We describe the Digital UNIX implementation of select(). However, the classical BSD implementation of select() is similar to the Digital UNIX implementation. The main differences are related to the multithreaded nature of the Digital UNIX kernel. Thus our discussion is fully applicable to 4.3BSD and most BSD-derived implementations. Also, we discuss how select() works for descriptors that represent sockets, but our discussion and algorithms can be trivially extended to include descriptors that refer to other kinds of objects, such as vnodes. (Vnodes are kernel data structures used to represent files and devices.)
In Digital UNIX, the select() function in the kernel starts by creating internal data structures containing summary information about sockets that are marked in at least one input bitmap. Subsequently, select() calls do_scan(), which calls selscan() to check the status of each of the entities (vnodes or sockets) corresponding to the selected descriptors.
For each selected socket, selscan() enqueues a record referring to the current thread on the select queue of the socket. This is done so that the thread can be identified as waiting inside select() for events on the socket. selscan() then calls soo_select() for each socket, which checks to see if the condition that the process is interested in (i.e. the socket is readable, writable, or has pending exceptions) is true. If none of the conditions that the user process is selecting on are true, then do_scan() goes to sleep waiting for any of these to become true.

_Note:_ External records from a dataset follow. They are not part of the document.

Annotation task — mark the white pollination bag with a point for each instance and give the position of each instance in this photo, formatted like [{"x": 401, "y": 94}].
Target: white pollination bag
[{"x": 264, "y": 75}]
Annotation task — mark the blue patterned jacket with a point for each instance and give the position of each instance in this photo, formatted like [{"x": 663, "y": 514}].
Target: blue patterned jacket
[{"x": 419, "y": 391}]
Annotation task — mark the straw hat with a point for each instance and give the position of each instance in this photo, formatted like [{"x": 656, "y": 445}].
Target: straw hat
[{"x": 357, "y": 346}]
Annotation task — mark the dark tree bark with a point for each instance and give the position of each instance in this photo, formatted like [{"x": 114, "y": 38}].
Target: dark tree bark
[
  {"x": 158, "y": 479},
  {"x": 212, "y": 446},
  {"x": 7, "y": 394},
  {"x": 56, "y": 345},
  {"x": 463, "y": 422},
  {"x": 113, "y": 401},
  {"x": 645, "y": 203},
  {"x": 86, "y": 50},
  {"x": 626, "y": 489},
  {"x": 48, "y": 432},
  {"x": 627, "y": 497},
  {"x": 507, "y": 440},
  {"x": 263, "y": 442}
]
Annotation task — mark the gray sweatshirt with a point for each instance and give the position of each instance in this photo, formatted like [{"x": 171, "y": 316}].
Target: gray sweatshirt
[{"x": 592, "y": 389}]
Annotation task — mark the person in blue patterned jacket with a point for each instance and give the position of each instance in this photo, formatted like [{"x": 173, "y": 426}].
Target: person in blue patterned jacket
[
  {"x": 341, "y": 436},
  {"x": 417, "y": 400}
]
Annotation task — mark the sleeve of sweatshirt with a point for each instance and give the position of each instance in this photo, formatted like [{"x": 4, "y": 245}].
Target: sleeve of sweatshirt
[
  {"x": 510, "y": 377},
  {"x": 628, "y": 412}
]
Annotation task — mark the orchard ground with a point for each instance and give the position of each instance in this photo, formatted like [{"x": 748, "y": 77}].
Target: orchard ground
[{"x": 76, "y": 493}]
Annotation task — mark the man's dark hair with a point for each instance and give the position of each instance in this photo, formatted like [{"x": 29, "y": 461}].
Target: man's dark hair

Note that the linear search in selscan() covers every socket of potential interest to the selecting process, independent of how many are actually ready. Thus, the cost is proportional to the number of file descriptors involved in the call to select(), rather than to the number of events discovered by the call.
When a network packet comes in, protocol processing may cause a condition on which do_scan() is blocked to become true. The thread that performs protocol processing for an incoming packet calls select_wakeup(), which wakes up all threads that are blocked in do_scan() awaiting this condition.
A thread that is woken up in do_scan() calls selscan(), which calls soo_select() for all the sockets that the corresponding call to select() specified in its three bitmaps. do_scan() also calls undo_scan() to remove this thread from select queues of the selected sockets.